Prefeitos Marianna Almeida (Pau dos
Ferros) e Luis Sabino Neto (Apodi). Foto: Reprodução/Instagram
A investigação da Polícia
Federal que mira o ex-prefeito de Mossoró Allyson Bezerra (União
Brasil) avançou para outras prefeituras do Oeste potiguar. Gravações obtidas
pela PF mostram sócios da empresa Dismed discutindo contratos, “comissões de
15%” e licitações em Apodi e Pau dos Ferros, administrados por aliados políticos
do pré-candidato ao Governo do RN.
Conforme divulgado pelo Blog
do Dina nesta sexta-feira (15), em uma das gravações, o
representante comercial Sidney Carlos de Melo informa aos sócios da Dismed:
“Chega mais outra de Apodi hoje”; “Vai mandar faturar mais uns oitenta mil
reais”; e “O resto do saldo do contrato”.
Na sequência, os investigados discutem supostas
“comissões de 15%”. Segundo a PF,
os valores pagos pelas prefeituras seriam “fracionados” e retornariam “na forma
de comissões/propinas”.
Um dos investigados afirma que determinado gestor
“gosta mais de papel”. Para a PF, o termo seria usado como referência a
pagamentos sem entrega efetiva de medicamentos — o chamado “papel cagado”.

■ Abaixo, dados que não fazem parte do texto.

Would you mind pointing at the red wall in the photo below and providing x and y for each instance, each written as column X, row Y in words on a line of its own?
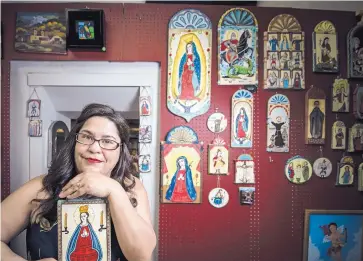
column 271, row 229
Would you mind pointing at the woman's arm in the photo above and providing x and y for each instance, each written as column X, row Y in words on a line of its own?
column 134, row 230
column 15, row 213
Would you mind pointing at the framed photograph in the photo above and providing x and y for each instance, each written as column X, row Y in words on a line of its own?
column 84, row 231
column 333, row 235
column 85, row 29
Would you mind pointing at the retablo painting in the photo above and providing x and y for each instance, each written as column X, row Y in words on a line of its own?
column 181, row 174
column 237, row 48
column 278, row 123
column 242, row 119
column 325, row 48
column 189, row 64
column 339, row 136
column 315, row 116
column 358, row 102
column 355, row 50
column 218, row 157
column 345, row 171
column 333, row 235
column 84, row 231
column 340, row 95
column 40, row 32
column 355, row 138
column 284, row 54
column 298, row 170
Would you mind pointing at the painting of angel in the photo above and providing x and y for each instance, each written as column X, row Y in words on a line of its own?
column 333, row 235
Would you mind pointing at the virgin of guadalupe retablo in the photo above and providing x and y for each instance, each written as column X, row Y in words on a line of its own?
column 218, row 157
column 83, row 230
column 278, row 123
column 355, row 50
column 237, row 48
column 284, row 54
column 242, row 119
column 181, row 167
column 325, row 48
column 338, row 136
column 298, row 170
column 315, row 116
column 340, row 95
column 358, row 102
column 345, row 173
column 189, row 64
column 355, row 139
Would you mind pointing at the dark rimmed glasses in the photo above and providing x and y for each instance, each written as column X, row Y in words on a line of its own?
column 88, row 139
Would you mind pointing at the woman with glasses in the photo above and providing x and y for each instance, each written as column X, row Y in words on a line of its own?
column 93, row 162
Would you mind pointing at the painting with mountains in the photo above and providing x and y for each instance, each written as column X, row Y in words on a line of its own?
column 39, row 32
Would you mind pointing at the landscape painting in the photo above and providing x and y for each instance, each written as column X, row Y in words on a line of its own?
column 39, row 32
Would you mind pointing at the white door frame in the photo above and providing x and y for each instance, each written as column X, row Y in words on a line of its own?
column 24, row 75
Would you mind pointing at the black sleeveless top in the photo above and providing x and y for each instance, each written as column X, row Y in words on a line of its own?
column 44, row 244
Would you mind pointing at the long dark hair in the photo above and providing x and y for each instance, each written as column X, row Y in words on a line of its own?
column 63, row 168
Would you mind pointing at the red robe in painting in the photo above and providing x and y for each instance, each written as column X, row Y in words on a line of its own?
column 84, row 251
column 180, row 193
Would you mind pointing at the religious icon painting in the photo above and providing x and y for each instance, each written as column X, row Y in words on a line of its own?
column 242, row 119
column 84, row 230
column 218, row 157
column 355, row 50
column 284, row 54
column 322, row 167
column 145, row 133
column 278, row 123
column 340, row 95
column 33, row 108
column 298, row 170
column 245, row 170
column 338, row 136
column 35, row 128
column 345, row 173
column 189, row 64
column 237, row 48
column 358, row 102
column 181, row 174
column 355, row 138
column 217, row 122
column 315, row 116
column 246, row 195
column 218, row 197
column 325, row 48
column 360, row 177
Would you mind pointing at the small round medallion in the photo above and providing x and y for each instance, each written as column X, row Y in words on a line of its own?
column 218, row 197
column 322, row 167
column 217, row 122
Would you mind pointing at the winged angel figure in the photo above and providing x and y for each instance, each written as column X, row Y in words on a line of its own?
column 338, row 238
column 238, row 55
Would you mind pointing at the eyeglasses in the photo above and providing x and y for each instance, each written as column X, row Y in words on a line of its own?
column 87, row 139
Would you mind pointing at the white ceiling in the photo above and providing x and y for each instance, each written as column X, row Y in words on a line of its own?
column 70, row 100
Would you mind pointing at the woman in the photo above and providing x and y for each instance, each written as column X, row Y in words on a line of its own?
column 93, row 162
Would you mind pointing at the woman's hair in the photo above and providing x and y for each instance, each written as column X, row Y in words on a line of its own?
column 63, row 167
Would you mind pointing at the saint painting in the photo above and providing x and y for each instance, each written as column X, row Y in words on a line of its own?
column 325, row 48
column 340, row 96
column 237, row 40
column 189, row 79
column 242, row 119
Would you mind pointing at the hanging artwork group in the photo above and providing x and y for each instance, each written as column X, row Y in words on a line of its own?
column 237, row 48
column 189, row 64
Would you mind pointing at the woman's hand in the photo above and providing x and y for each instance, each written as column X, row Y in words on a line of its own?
column 89, row 183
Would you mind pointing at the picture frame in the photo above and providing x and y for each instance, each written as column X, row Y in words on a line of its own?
column 94, row 215
column 318, row 228
column 86, row 29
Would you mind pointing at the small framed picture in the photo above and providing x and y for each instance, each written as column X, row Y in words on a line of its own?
column 84, row 230
column 33, row 108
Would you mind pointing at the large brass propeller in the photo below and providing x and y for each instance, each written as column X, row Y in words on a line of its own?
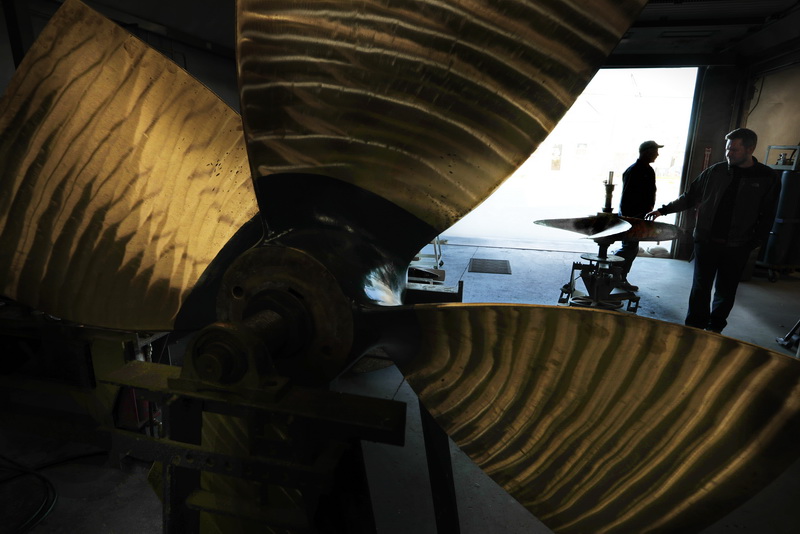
column 371, row 126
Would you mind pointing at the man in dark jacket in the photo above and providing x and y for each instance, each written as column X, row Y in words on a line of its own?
column 638, row 198
column 736, row 203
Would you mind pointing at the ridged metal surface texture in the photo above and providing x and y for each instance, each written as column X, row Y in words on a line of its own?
column 606, row 422
column 122, row 177
column 428, row 103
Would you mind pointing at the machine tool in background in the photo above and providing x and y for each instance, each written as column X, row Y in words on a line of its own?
column 782, row 251
column 602, row 274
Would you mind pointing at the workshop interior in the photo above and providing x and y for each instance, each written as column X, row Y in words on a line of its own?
column 228, row 303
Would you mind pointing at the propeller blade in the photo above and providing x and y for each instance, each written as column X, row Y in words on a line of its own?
column 596, row 226
column 605, row 422
column 428, row 104
column 642, row 230
column 123, row 177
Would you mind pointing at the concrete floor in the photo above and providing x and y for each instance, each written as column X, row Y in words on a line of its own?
column 98, row 499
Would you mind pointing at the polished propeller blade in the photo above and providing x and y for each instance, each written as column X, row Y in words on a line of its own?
column 600, row 225
column 123, row 177
column 607, row 225
column 642, row 230
column 604, row 422
column 428, row 104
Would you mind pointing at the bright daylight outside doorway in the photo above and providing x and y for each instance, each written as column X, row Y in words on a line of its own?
column 564, row 178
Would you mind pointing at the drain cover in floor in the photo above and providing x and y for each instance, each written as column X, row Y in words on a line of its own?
column 478, row 265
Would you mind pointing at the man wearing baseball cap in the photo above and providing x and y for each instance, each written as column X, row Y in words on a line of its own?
column 638, row 198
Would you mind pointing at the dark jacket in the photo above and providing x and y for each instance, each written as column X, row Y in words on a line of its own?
column 638, row 190
column 754, row 206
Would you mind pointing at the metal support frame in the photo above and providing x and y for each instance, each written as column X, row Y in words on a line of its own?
column 599, row 277
column 323, row 462
column 440, row 471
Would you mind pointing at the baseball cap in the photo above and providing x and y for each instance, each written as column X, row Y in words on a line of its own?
column 648, row 145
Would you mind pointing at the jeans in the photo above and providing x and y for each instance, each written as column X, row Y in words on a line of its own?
column 726, row 265
column 628, row 251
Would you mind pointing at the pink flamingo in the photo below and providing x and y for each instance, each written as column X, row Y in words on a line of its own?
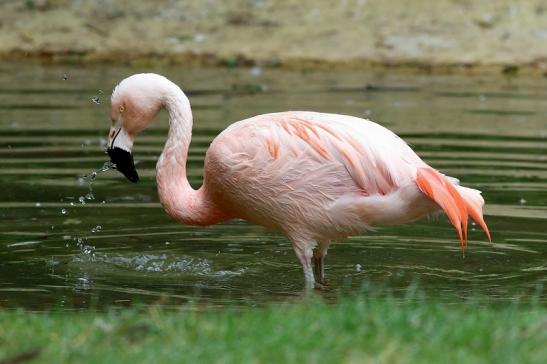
column 316, row 177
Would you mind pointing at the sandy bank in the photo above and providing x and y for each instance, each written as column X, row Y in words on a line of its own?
column 444, row 34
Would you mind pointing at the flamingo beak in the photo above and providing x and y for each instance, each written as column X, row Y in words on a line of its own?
column 119, row 151
column 123, row 160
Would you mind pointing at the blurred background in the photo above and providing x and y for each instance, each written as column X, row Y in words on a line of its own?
column 504, row 35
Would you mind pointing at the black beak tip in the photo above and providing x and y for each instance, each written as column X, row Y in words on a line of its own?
column 124, row 163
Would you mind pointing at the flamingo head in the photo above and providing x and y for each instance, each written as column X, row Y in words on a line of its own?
column 134, row 104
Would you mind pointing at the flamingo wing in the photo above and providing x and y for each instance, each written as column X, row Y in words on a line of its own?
column 366, row 174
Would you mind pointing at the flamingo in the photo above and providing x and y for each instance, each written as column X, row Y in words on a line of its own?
column 316, row 177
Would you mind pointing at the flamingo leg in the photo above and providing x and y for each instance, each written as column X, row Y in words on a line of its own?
column 319, row 254
column 304, row 252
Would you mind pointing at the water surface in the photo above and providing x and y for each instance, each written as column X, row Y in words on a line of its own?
column 62, row 247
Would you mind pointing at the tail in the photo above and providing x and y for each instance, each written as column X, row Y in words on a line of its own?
column 457, row 202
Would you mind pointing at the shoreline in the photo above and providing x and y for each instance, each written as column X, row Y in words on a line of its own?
column 447, row 36
column 209, row 60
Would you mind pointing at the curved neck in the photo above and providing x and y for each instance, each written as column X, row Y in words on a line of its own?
column 178, row 198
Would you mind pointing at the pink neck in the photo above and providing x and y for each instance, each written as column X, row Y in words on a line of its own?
column 178, row 198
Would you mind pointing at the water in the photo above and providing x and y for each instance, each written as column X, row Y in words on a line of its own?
column 71, row 239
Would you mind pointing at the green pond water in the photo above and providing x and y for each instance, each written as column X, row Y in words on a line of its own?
column 66, row 245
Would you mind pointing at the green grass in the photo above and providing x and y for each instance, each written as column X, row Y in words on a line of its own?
column 356, row 330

As conversas fazem parte da investigação que levou
à Operação
Mederi, autorizada pelo juiz Rogério Fialho Moreira.
Licitação “preparada” em Pau dos Ferros
A PF também anexou uma conversa sobre uma licitação
em Pau dos Ferros. No áudio, o representante da empresa
afirma: “Preparada aqui a licitação de Pau dos Ferros”; “Botando os
controlados no meio dos lotes”; e “A gente engole ele”.

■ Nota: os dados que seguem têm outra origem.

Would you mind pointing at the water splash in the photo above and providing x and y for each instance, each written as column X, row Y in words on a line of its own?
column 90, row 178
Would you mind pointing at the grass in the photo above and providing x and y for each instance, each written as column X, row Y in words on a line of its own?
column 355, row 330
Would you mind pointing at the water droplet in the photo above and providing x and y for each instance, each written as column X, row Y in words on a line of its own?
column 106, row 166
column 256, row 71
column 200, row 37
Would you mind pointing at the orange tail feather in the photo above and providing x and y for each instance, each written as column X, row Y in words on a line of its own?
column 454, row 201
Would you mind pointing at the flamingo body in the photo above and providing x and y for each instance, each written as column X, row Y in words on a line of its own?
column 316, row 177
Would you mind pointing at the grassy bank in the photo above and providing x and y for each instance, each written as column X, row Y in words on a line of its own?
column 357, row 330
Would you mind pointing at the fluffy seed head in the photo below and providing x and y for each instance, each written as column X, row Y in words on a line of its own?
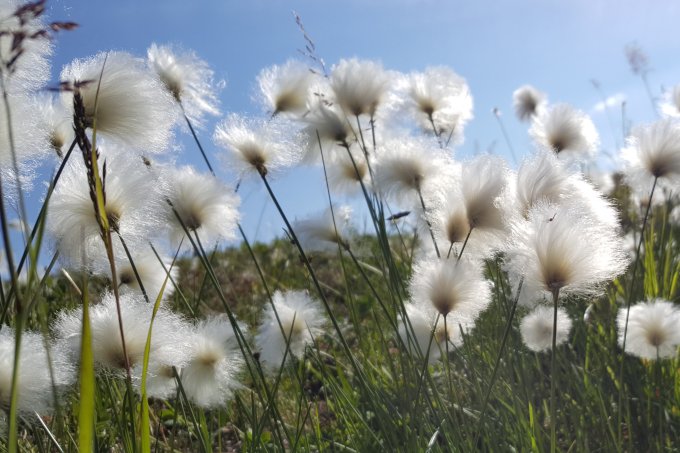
column 34, row 381
column 56, row 123
column 346, row 173
column 565, row 131
column 210, row 377
column 256, row 146
column 187, row 78
column 132, row 106
column 359, row 86
column 543, row 178
column 300, row 321
column 528, row 102
column 420, row 326
column 537, row 328
column 325, row 232
column 561, row 248
column 150, row 270
column 451, row 287
column 653, row 151
column 72, row 222
column 406, row 167
column 653, row 329
column 203, row 204
column 441, row 96
column 328, row 125
column 168, row 339
column 285, row 88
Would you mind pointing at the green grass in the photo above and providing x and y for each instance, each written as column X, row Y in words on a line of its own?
column 321, row 402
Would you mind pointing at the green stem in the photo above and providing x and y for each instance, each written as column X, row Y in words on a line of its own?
column 553, row 377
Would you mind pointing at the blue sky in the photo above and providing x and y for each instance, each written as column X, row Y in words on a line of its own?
column 558, row 46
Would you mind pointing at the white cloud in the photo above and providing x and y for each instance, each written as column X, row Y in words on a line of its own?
column 612, row 101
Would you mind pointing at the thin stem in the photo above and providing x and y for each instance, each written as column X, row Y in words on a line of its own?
column 427, row 221
column 464, row 244
column 553, row 377
column 317, row 285
column 12, row 147
column 494, row 373
column 628, row 303
column 198, row 143
column 436, row 132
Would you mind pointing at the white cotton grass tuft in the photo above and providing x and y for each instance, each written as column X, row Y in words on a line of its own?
column 30, row 143
column 653, row 329
column 296, row 323
column 488, row 199
column 151, row 272
column 416, row 331
column 133, row 107
column 541, row 177
column 452, row 286
column 528, row 102
column 56, row 123
column 285, row 89
column 31, row 71
column 204, row 205
column 169, row 339
column 567, row 132
column 537, row 328
column 325, row 232
column 71, row 220
column 188, row 79
column 328, row 127
column 478, row 205
column 442, row 97
column 561, row 248
column 653, row 152
column 346, row 174
column 256, row 146
column 544, row 178
column 359, row 86
column 211, row 375
column 407, row 168
column 35, row 390
column 670, row 106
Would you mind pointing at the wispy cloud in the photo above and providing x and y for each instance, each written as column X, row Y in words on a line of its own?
column 612, row 101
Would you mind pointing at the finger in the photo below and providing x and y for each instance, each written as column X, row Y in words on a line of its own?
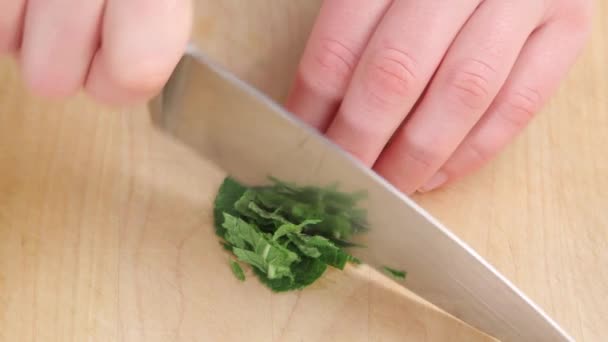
column 545, row 60
column 339, row 36
column 11, row 23
column 60, row 37
column 393, row 72
column 142, row 42
column 470, row 76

A estratégia seria dificultar a participação de
empresas menores em licitações de medicamentos. Ainda de acordo com a gravação,
a Dismed teria ficado com cerca de 85% da licitação e o valor citado
ultrapassaria R$ 700 mil.
O sistema das “caronas”
A PF identificou o uso de atas de registro de preços
para adesões entre municípios — conhecido como “carona”. Em áudio
recuperado do WhatsApp da Drogaria Mais Saúde, empresa ligada ao mesmo grupo,
um representante oferece adesão pronta a atas; fornecimento sem necessidade de
nova licitação e “parceria bacana” com gestores municipais.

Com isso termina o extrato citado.